Housing Partnership Directors Testify
In early October, advocates for the bill testified before the commonwealth’s Housing Committee. Somerville Mayor Joe Curtatone, among others, have stood behind the bill. MA Housing Partnership Executive Director Clark Ziegler testified that the average single-family home in metropolitan Boston takes up over one acre of land, which is about equal to one NFL football field. The size of these properties has less to do with what people want and more with what local zoning restrictions demand. Even though most buyers prefer homes on smaller lots in neighborhoods that are more walkable, zoning laws make these homes more difficult to put together. Many communities ban the building of multi-family homes altogether.
It isn’t news to say that the cost of renting housing (or the cost of taxes on owned property) in Massachusetts continues to spike. We’re still picking our jaws off the floor after reading this article about wages and rental costs. Even short-term rental properties face increased regulations and pricing.
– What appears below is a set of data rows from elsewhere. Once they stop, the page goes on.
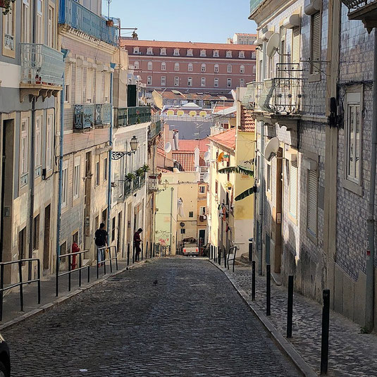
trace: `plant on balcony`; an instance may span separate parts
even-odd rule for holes
[[[4,8],[3,14],[8,14],[12,7],[12,3],[14,3],[16,0],[0,0],[0,8]]]

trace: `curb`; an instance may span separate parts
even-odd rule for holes
[[[146,259],[148,261],[153,261],[152,259]],[[85,287],[80,287],[78,288],[75,291],[68,292],[67,294],[66,294],[63,296],[61,296],[58,298],[56,298],[55,300],[54,300],[52,302],[49,302],[47,304],[45,304],[44,305],[42,305],[42,307],[35,309],[33,310],[31,310],[30,311],[28,311],[27,313],[25,313],[25,314],[23,314],[22,316],[15,318],[14,319],[11,319],[11,321],[8,321],[8,322],[6,322],[5,323],[0,326],[0,331],[3,331],[4,330],[8,330],[12,327],[13,327],[16,325],[18,325],[19,323],[21,323],[22,322],[25,322],[27,319],[31,319],[37,316],[39,316],[43,313],[46,313],[47,311],[50,311],[54,307],[58,307],[66,301],[68,301],[70,298],[77,296],[78,295],[80,295],[82,292],[85,292],[86,290],[89,290],[94,285],[97,285],[97,284],[99,284],[104,280],[107,280],[109,278],[112,278],[113,276],[116,276],[120,273],[122,273],[123,272],[125,272],[126,271],[132,270],[134,268],[138,268],[141,266],[142,266],[144,264],[144,263],[137,264],[136,265],[132,266],[128,266],[121,270],[118,270],[117,271],[113,272],[111,273],[109,273],[108,275],[105,275],[104,276],[102,276],[101,278],[99,278],[98,280],[93,281],[92,283],[89,283]]]
[[[250,298],[249,298],[245,290],[243,290],[240,285],[238,285],[233,278],[232,278],[232,276],[230,276],[227,271],[224,271],[216,263],[210,259],[209,259],[209,261],[211,264],[222,271],[228,278],[229,281],[232,283],[232,285],[233,285],[233,288],[235,289],[235,290],[237,290],[242,299],[252,309],[254,315],[259,320],[276,345],[295,364],[295,366],[298,371],[305,377],[318,377],[318,374],[309,366],[309,365],[304,360],[304,359],[302,359],[293,346],[279,333],[279,331],[276,330],[276,328],[275,328],[274,326],[271,323],[271,322],[270,322],[270,321],[268,321],[262,311],[257,307],[255,304],[254,304]]]

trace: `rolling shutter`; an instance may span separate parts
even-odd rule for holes
[[[311,61],[321,60],[321,12],[316,12],[311,18]],[[319,72],[319,63],[313,63],[311,73]]]
[[[297,214],[297,168],[290,165],[290,214],[296,217]]]
[[[317,234],[317,197],[318,180],[317,172],[315,170],[308,171],[308,229],[314,235]]]

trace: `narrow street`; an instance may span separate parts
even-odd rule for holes
[[[297,376],[202,259],[150,261],[3,335],[13,377]]]

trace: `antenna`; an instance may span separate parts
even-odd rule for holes
[[[268,58],[272,58],[277,52],[279,49],[279,44],[280,43],[280,34],[276,32],[271,35],[268,43],[267,43],[267,47],[266,53]]]

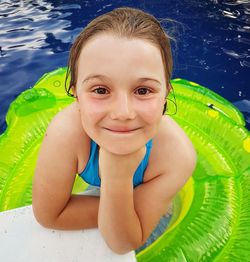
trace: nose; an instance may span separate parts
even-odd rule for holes
[[[135,118],[135,110],[128,94],[119,94],[111,105],[110,118],[113,120],[128,120]]]

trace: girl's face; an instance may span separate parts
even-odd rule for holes
[[[101,34],[83,47],[76,84],[81,121],[107,151],[133,153],[153,138],[166,94],[161,53],[150,42]]]

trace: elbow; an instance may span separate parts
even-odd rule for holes
[[[124,255],[139,248],[141,246],[141,243],[107,243],[107,245],[114,253]]]
[[[34,205],[32,205],[32,209],[33,209],[34,218],[38,222],[38,224],[40,224],[41,226],[48,228],[48,229],[55,228],[55,221],[54,220],[49,219],[47,216],[44,216],[43,214],[38,212],[36,210],[36,208],[34,207]]]

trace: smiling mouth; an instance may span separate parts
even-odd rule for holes
[[[113,132],[113,133],[117,133],[117,134],[129,134],[129,133],[132,133],[132,132],[134,132],[134,131],[136,131],[136,130],[138,130],[139,128],[135,128],[135,129],[109,129],[109,128],[104,128],[104,129],[106,129],[106,130],[108,130],[108,131],[110,131],[110,132]]]

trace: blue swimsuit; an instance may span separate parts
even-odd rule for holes
[[[147,148],[146,154],[143,160],[141,161],[140,165],[136,169],[133,177],[134,187],[142,184],[143,182],[144,172],[148,165],[148,159],[152,148],[152,139],[146,144],[146,148]],[[99,177],[98,159],[99,159],[98,145],[93,140],[91,140],[89,160],[85,169],[79,174],[79,176],[88,184],[100,187],[101,179]]]

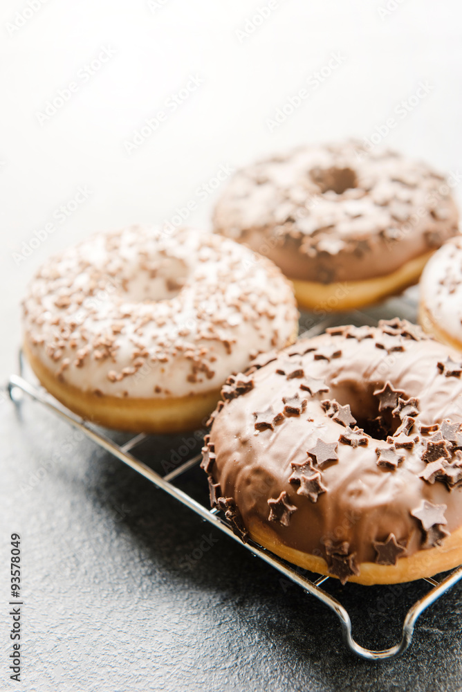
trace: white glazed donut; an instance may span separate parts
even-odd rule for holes
[[[462,236],[433,255],[421,278],[419,321],[425,331],[462,351]]]
[[[228,376],[292,343],[290,284],[233,241],[183,228],[98,234],[47,262],[24,302],[42,384],[108,427],[201,425]]]

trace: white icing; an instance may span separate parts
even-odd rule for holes
[[[24,301],[26,343],[48,370],[85,392],[135,398],[218,388],[252,352],[284,346],[297,318],[271,262],[190,229],[97,235],[46,263]]]
[[[427,263],[421,278],[421,299],[435,324],[462,341],[462,237],[456,236]]]

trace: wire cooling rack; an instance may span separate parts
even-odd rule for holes
[[[388,303],[385,304],[385,306],[382,305],[378,309],[376,308],[362,312],[356,311],[347,315],[331,314],[327,317],[305,313],[302,313],[300,320],[302,336],[313,336],[321,334],[328,327],[340,324],[353,323],[357,326],[376,324],[379,318],[389,318],[395,317],[396,315],[414,321],[416,307],[416,301],[411,292],[410,294],[407,294],[405,297],[389,301]],[[189,507],[203,520],[225,534],[232,540],[237,541],[243,549],[258,556],[264,562],[277,570],[286,579],[299,586],[306,593],[318,599],[335,613],[342,626],[344,643],[351,651],[362,658],[369,660],[378,660],[391,659],[402,654],[411,644],[414,626],[420,615],[429,606],[431,606],[459,580],[462,579],[462,565],[461,565],[449,574],[443,575],[440,581],[434,579],[420,580],[421,582],[426,582],[429,584],[432,588],[424,596],[416,601],[407,610],[403,622],[400,641],[394,646],[381,650],[374,650],[362,646],[353,639],[351,619],[347,608],[333,595],[321,588],[321,585],[329,580],[329,576],[308,573],[310,575],[308,578],[308,576],[297,571],[294,565],[281,559],[254,541],[250,540],[246,544],[243,543],[233,533],[230,525],[225,518],[223,512],[216,509],[209,509],[207,506],[198,502],[178,487],[176,484],[181,477],[199,464],[200,454],[188,459],[169,473],[163,475],[158,473],[136,456],[137,448],[139,449],[142,444],[147,441],[149,441],[149,438],[152,438],[154,436],[143,433],[131,437],[124,444],[118,444],[108,436],[109,431],[105,431],[88,421],[75,415],[48,394],[42,387],[33,383],[28,376],[25,376],[24,371],[22,354],[20,353],[20,374],[19,375],[12,375],[8,383],[10,397],[17,406],[19,405],[24,394],[33,401],[41,403],[56,416],[81,430],[103,449],[144,476],[147,480],[151,481],[156,487],[165,491],[172,498]],[[205,475],[203,482],[206,482]],[[352,585],[349,585],[350,588]],[[348,588],[349,585],[347,584],[344,590],[346,595]],[[362,601],[364,601],[365,603],[367,601],[368,593],[370,593],[370,590],[372,588],[364,586],[361,588],[364,592],[362,593]]]

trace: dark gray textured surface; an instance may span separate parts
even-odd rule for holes
[[[324,606],[38,404],[3,401],[0,426],[3,550],[19,531],[26,603],[23,682],[8,682],[2,626],[1,689],[462,689],[462,584],[423,615],[402,658],[359,660]],[[168,463],[180,444],[142,452]],[[200,496],[202,484],[193,472],[186,489]],[[360,642],[380,647],[426,590],[329,585]]]

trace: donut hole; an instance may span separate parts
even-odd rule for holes
[[[171,300],[183,290],[188,273],[184,262],[168,257],[160,265],[146,265],[129,278],[121,278],[119,293],[129,302]]]
[[[350,188],[358,187],[356,173],[352,168],[314,168],[311,172],[311,179],[324,194],[332,190],[342,194]]]
[[[344,382],[332,390],[332,394],[341,406],[349,404],[358,428],[374,439],[386,440],[399,428],[401,420],[393,415],[391,408],[380,410],[380,400],[373,394],[378,388],[380,387],[376,383]]]

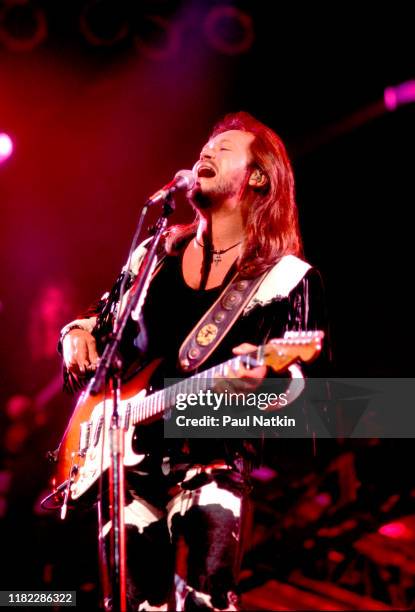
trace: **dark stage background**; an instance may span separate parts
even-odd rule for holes
[[[333,7],[0,2],[0,133],[13,143],[0,153],[2,589],[97,601],[93,517],[62,526],[37,501],[72,406],[57,330],[111,286],[146,196],[192,167],[226,112],[251,112],[287,144],[334,372],[413,375],[415,87],[384,103],[415,78],[413,21],[399,5]],[[172,221],[191,216],[180,201]],[[409,439],[267,447],[246,607],[413,607],[412,452]]]

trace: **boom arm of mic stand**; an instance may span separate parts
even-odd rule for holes
[[[145,207],[146,208],[146,207]],[[140,317],[141,310],[154,262],[157,248],[163,231],[167,226],[167,218],[173,212],[171,197],[166,198],[163,212],[156,225],[151,246],[147,251],[136,280],[130,289],[130,294],[124,311],[118,319],[118,325],[111,335],[102,354],[97,372],[90,381],[87,393],[96,395],[107,380],[112,381],[113,413],[111,417],[110,438],[110,506],[111,506],[111,584],[112,612],[126,612],[126,542],[124,525],[124,430],[119,419],[119,400],[121,387],[122,362],[119,358],[119,346],[123,331],[131,314]],[[121,308],[121,303],[119,304]]]

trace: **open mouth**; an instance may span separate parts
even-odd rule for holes
[[[216,176],[216,172],[211,166],[199,166],[197,176],[198,178],[212,178]]]

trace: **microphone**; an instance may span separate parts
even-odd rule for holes
[[[170,183],[164,185],[161,189],[153,193],[153,195],[145,203],[146,206],[153,206],[164,202],[165,199],[176,191],[190,191],[195,184],[195,177],[191,170],[179,170]]]

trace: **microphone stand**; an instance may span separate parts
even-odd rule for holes
[[[141,219],[147,213],[148,205],[142,210]],[[121,396],[122,360],[119,356],[119,347],[123,331],[127,322],[134,314],[138,320],[144,304],[145,296],[154,269],[157,248],[163,231],[167,226],[167,219],[174,210],[174,203],[170,193],[164,199],[163,211],[155,226],[153,239],[147,254],[140,266],[137,278],[130,289],[127,304],[118,320],[118,326],[111,334],[105,346],[94,378],[90,381],[86,395],[97,395],[107,382],[110,382],[113,412],[109,431],[110,441],[110,517],[111,517],[111,585],[112,585],[112,612],[126,612],[126,542],[124,525],[124,426],[120,422],[119,402]],[[121,308],[121,303],[119,308]]]

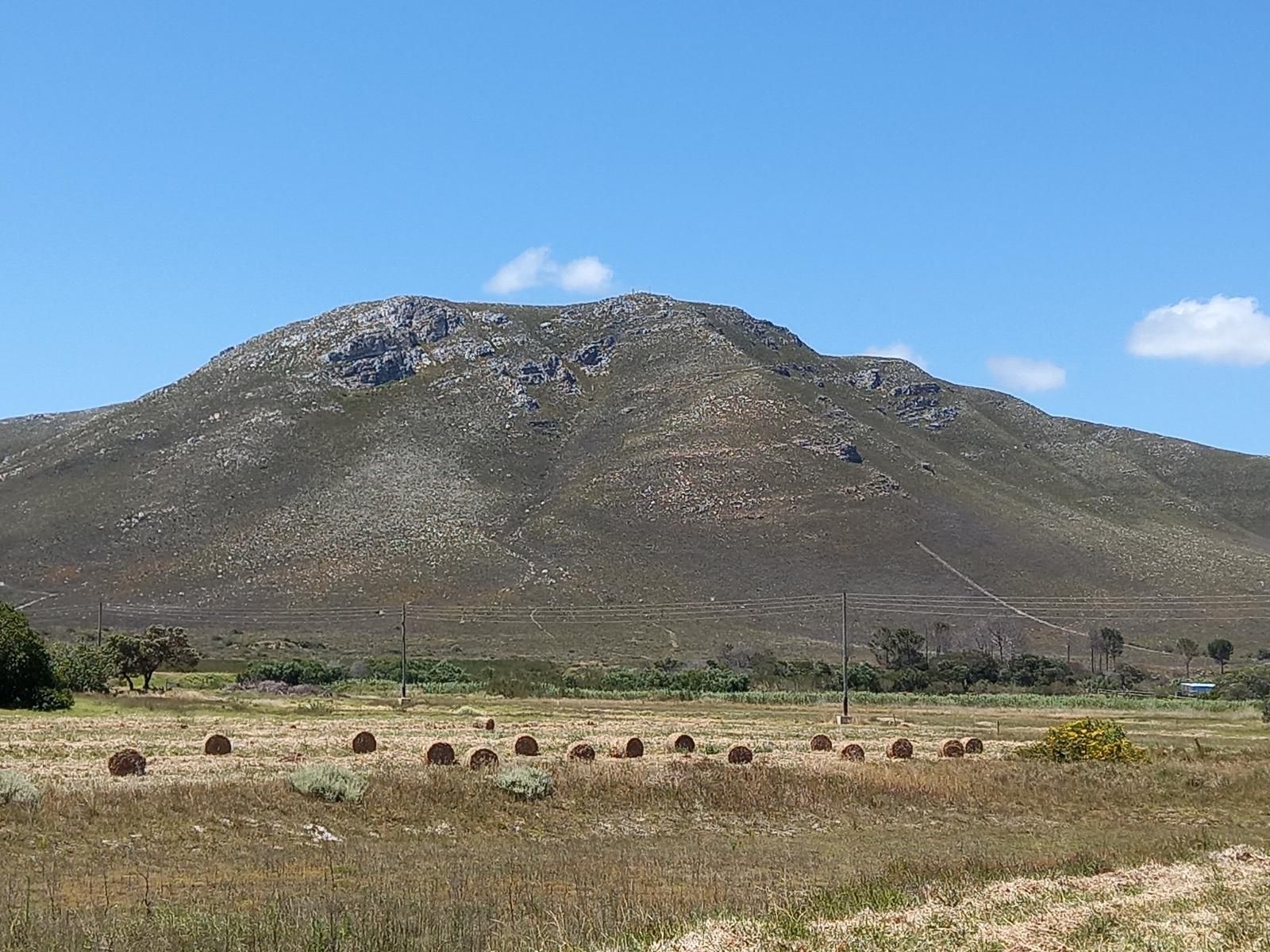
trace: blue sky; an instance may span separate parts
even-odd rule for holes
[[[0,416],[351,301],[640,288],[1270,453],[1267,37],[1236,3],[9,5]]]

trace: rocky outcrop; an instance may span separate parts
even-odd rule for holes
[[[423,345],[462,327],[464,312],[427,298],[392,298],[362,322],[371,329],[345,338],[326,354],[326,363],[344,386],[378,387],[411,377],[431,363]]]

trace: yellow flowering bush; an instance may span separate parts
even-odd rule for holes
[[[1045,731],[1045,739],[1019,749],[1020,757],[1034,760],[1102,760],[1137,764],[1147,759],[1144,748],[1132,743],[1115,721],[1082,717]]]

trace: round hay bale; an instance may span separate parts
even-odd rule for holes
[[[838,751],[838,757],[841,757],[843,760],[864,760],[865,749],[859,744],[847,744],[846,746],[842,748],[842,750]]]
[[[696,749],[697,741],[692,739],[691,734],[674,734],[671,736],[672,754],[691,754]]]
[[[907,760],[913,755],[913,741],[908,737],[895,737],[886,745],[886,757],[892,760]]]
[[[429,744],[423,757],[428,762],[428,767],[453,767],[455,764],[455,749],[443,740]]]
[[[498,754],[489,748],[472,748],[464,754],[464,762],[471,770],[497,770]]]
[[[596,749],[587,741],[579,740],[577,744],[572,744],[569,746],[569,759],[585,760],[589,763],[596,759]]]
[[[613,757],[620,757],[625,759],[634,760],[636,757],[644,757],[644,741],[639,737],[627,737],[616,748],[613,748]]]
[[[124,748],[110,754],[110,759],[105,762],[105,769],[110,772],[112,777],[141,777],[146,772],[146,758],[140,750]]]

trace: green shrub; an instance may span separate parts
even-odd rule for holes
[[[56,711],[75,703],[27,616],[0,602],[0,707]]]
[[[602,691],[678,691],[735,694],[749,691],[749,675],[709,665],[683,670],[615,668],[599,679]]]
[[[291,777],[291,788],[306,797],[318,797],[328,803],[342,800],[357,802],[366,793],[367,778],[334,764],[301,767]]]
[[[1209,697],[1220,701],[1256,701],[1267,694],[1270,664],[1250,664],[1219,677]]]
[[[400,670],[400,669],[399,669]],[[279,680],[283,684],[334,684],[344,680],[344,669],[338,664],[301,660],[259,661],[246,668],[237,678],[239,684],[255,684],[262,680]]]
[[[364,678],[375,680],[401,680],[400,658],[372,658],[358,665],[366,670]],[[431,658],[411,658],[405,665],[405,679],[409,684],[474,684],[476,679],[453,661],[437,661]]]
[[[494,784],[517,800],[544,800],[555,793],[555,781],[537,767],[509,767],[494,777]]]
[[[1107,763],[1140,763],[1147,751],[1125,737],[1115,721],[1082,717],[1050,727],[1045,739],[1019,749],[1019,755],[1034,760],[1102,760]]]
[[[91,641],[81,638],[74,645],[55,641],[50,655],[58,683],[69,691],[104,694],[110,689],[110,658]]]
[[[38,802],[39,791],[25,776],[17,770],[0,770],[0,805]]]

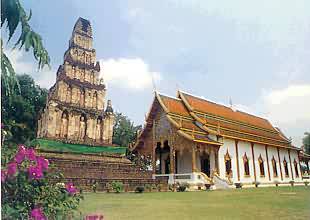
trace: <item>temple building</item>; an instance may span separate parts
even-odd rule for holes
[[[113,109],[110,100],[105,108],[106,86],[99,79],[92,44],[90,22],[79,18],[39,118],[38,138],[98,146],[112,143]]]
[[[178,91],[155,92],[131,149],[152,157],[153,177],[169,183],[287,184],[302,181],[299,148],[268,120]]]

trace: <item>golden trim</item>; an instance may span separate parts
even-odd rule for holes
[[[213,128],[217,128],[216,125],[208,124],[208,126],[213,127]],[[264,138],[264,139],[269,139],[269,140],[273,140],[273,141],[276,141],[276,142],[281,142],[281,143],[286,143],[286,144],[289,143],[289,142],[281,141],[281,140],[278,140],[278,139],[274,139],[274,138],[270,138],[270,137],[265,137],[265,136],[261,136],[261,135],[257,135],[257,134],[251,134],[251,133],[248,133],[248,132],[238,131],[238,130],[234,130],[234,129],[230,129],[230,128],[221,127],[221,129],[222,130],[227,130],[227,131],[233,131],[233,132],[236,132],[236,133],[246,134],[246,135],[250,135],[250,136],[254,136],[254,137],[260,137],[260,138]]]
[[[292,149],[292,150],[295,150],[294,148],[285,147],[285,146],[283,146],[283,145],[278,145],[278,144],[270,144],[270,143],[266,143],[266,142],[261,142],[261,141],[256,141],[256,140],[250,140],[250,139],[247,139],[247,138],[240,138],[240,137],[235,137],[235,136],[226,135],[226,134],[222,134],[221,136],[228,137],[228,138],[232,138],[232,139],[237,139],[237,140],[241,140],[241,141],[254,142],[254,143],[257,143],[257,144],[263,144],[263,145],[268,144],[269,146],[274,146],[274,147],[283,147],[283,148],[287,148],[287,149]]]
[[[209,117],[211,119],[215,119],[215,120],[218,120],[218,121],[228,122],[228,123],[236,124],[236,125],[243,125],[245,127],[250,127],[250,128],[257,129],[257,130],[278,134],[278,132],[270,130],[270,129],[267,129],[267,128],[262,128],[262,127],[258,127],[258,126],[252,125],[252,124],[247,124],[247,123],[244,123],[244,122],[228,119],[228,118],[225,118],[223,116],[218,116],[218,115],[214,115],[214,114],[207,113],[207,112],[201,112],[201,111],[198,111],[198,110],[194,110],[193,112],[196,112],[199,115],[207,116],[207,117]],[[257,117],[257,116],[254,116],[254,117]],[[267,119],[265,119],[265,120],[267,120]]]
[[[198,139],[194,139],[194,141],[198,142],[198,143],[205,143],[205,144],[213,144],[213,145],[222,146],[221,143],[214,143],[214,142],[210,142],[210,141],[203,141],[203,140],[198,140]]]
[[[179,116],[177,114],[174,114],[174,113],[168,113],[169,115],[173,115],[173,116]],[[217,128],[216,125],[212,125],[212,124],[205,124],[203,122],[203,120],[201,118],[199,118],[197,115],[195,115],[194,113],[190,114],[196,121],[202,123],[202,129],[209,132],[209,133],[212,133],[212,134],[217,134],[217,132],[215,132],[214,130],[212,129],[209,129],[206,127],[206,125],[208,125],[209,127],[213,127],[213,128]],[[181,116],[182,118],[184,119],[188,119],[188,121],[192,121],[192,118],[190,117],[186,117],[186,116]],[[249,136],[253,136],[253,137],[259,137],[259,138],[263,138],[263,139],[266,139],[266,140],[272,140],[272,141],[275,141],[275,142],[280,142],[280,143],[284,143],[284,144],[289,144],[289,142],[286,142],[284,140],[279,140],[279,139],[274,139],[274,138],[270,138],[270,137],[266,137],[266,136],[261,136],[261,135],[257,135],[257,134],[251,134],[251,133],[248,133],[248,132],[243,132],[243,131],[238,131],[238,130],[234,130],[234,129],[230,129],[230,128],[225,128],[225,127],[221,127],[222,130],[226,130],[226,131],[232,131],[232,132],[236,132],[236,133],[240,133],[240,134],[245,134],[245,135],[249,135]],[[278,133],[277,133],[278,134]],[[248,139],[249,140],[249,139]],[[251,140],[249,142],[255,142],[255,143],[263,143],[263,144],[266,144],[265,142],[259,142],[259,141],[256,141],[256,140]],[[275,145],[273,144],[273,146],[279,146],[279,147],[283,147],[281,145]],[[291,148],[293,149],[293,148]]]

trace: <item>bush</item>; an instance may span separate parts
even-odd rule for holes
[[[161,183],[159,183],[159,184],[157,184],[157,190],[158,190],[158,192],[161,192],[161,190],[162,190],[162,184]]]
[[[169,184],[168,188],[171,192],[174,192],[177,189],[177,184],[173,183],[173,184]]]
[[[135,189],[136,193],[143,193],[144,192],[144,187],[143,186],[137,186]]]
[[[255,185],[255,187],[258,187],[260,185],[260,182],[254,181],[253,184]]]
[[[122,182],[113,181],[111,186],[116,193],[120,193],[124,190],[124,184]]]
[[[151,192],[152,186],[151,186],[150,184],[145,184],[145,189],[146,189],[148,192]]]
[[[209,189],[211,189],[211,186],[212,186],[212,184],[205,184],[205,187],[206,187],[206,190],[209,190]]]
[[[91,187],[94,193],[97,192],[98,183],[95,181]]]
[[[156,184],[153,183],[153,184],[151,185],[151,188],[152,188],[152,190],[157,190]]]
[[[235,183],[235,186],[237,189],[241,189],[243,184],[242,183]]]
[[[55,179],[61,180],[61,175],[49,172],[48,160],[24,145],[7,159],[9,162],[2,164],[6,168],[1,170],[2,219],[68,219],[73,216],[82,197],[73,183],[54,183]]]
[[[202,189],[202,187],[204,187],[204,184],[203,183],[198,183],[198,190],[201,190]]]
[[[181,184],[178,184],[177,191],[178,192],[185,192],[187,188],[189,188],[188,183],[181,183]]]

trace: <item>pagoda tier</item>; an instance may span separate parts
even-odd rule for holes
[[[112,143],[113,108],[111,101],[104,106],[106,86],[99,79],[100,64],[92,44],[90,22],[79,18],[38,121],[38,138],[87,145]]]

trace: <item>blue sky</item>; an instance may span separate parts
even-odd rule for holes
[[[23,1],[52,68],[8,51],[18,72],[49,88],[78,17],[91,21],[117,111],[144,121],[156,89],[177,89],[268,118],[297,146],[310,125],[310,2]],[[154,83],[152,83],[152,81]]]

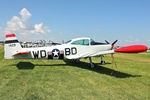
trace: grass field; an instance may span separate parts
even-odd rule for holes
[[[150,100],[150,54],[116,54],[106,65],[92,58],[79,64],[63,60],[4,60],[0,47],[0,100]]]

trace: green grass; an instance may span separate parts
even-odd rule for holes
[[[88,59],[79,64],[63,60],[4,60],[0,48],[0,100],[149,100],[150,54],[110,55],[90,69]]]

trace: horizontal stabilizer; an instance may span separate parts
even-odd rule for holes
[[[16,54],[14,54],[14,56],[18,56],[18,55],[26,55],[28,54],[29,52],[18,52]]]

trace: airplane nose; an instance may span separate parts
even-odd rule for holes
[[[148,50],[148,47],[145,45],[131,45],[131,46],[117,48],[114,51],[118,53],[139,53],[139,52],[144,52],[147,50]]]

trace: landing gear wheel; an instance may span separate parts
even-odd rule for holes
[[[101,64],[102,64],[102,65],[105,65],[105,61],[101,61]]]

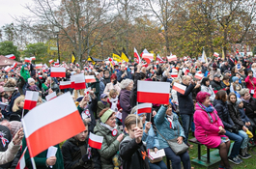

Residents statewide are feeling trapped—some areas are simply becoming too expensive for people to afford.
Moderate and Low Income Residences
One of the goals of the bill is to address the lack of low- and moderate-income housing stock in Massachusetts. If passed into law, the bill would require communities to report the ratio of employed residents and available, reasonably priced housing. It will also help measure the negative effects of certain kinds of development in particular communities (e.g., building football-field-sized properties in low-income neighborhoods). The bill represents hope for an increasingly difficult housing market, but advocates have had trouble prioritizing it over short-term-agenda items like neighborhood safety and the energy efficiency of housing units.
Massachusetts Housing Boom
The average MA home sale price in August were $359,000, three percent higher than it was in 2014. Despite these concerns, The Warren Group reported in early October that there had been more than 6,000 single-family home sales in August—more than any month since August 2005. Home sales were up 16% from August 2014. Many expect the number of sales to continue to increase into autumn.
The Housing Committee is reviewing a total of six bills related to housing. The bills cover topics such as the expedited construction of multifamily housing (buildings with 20 or more units); the general increase of lower-income housing; and the investigation of the shortage of accessible homes for people with disabilities, veterans, and the elderly.
The real question is, where do you stand? Are more housing developments the answer to the increased need for housing in Massachusetts?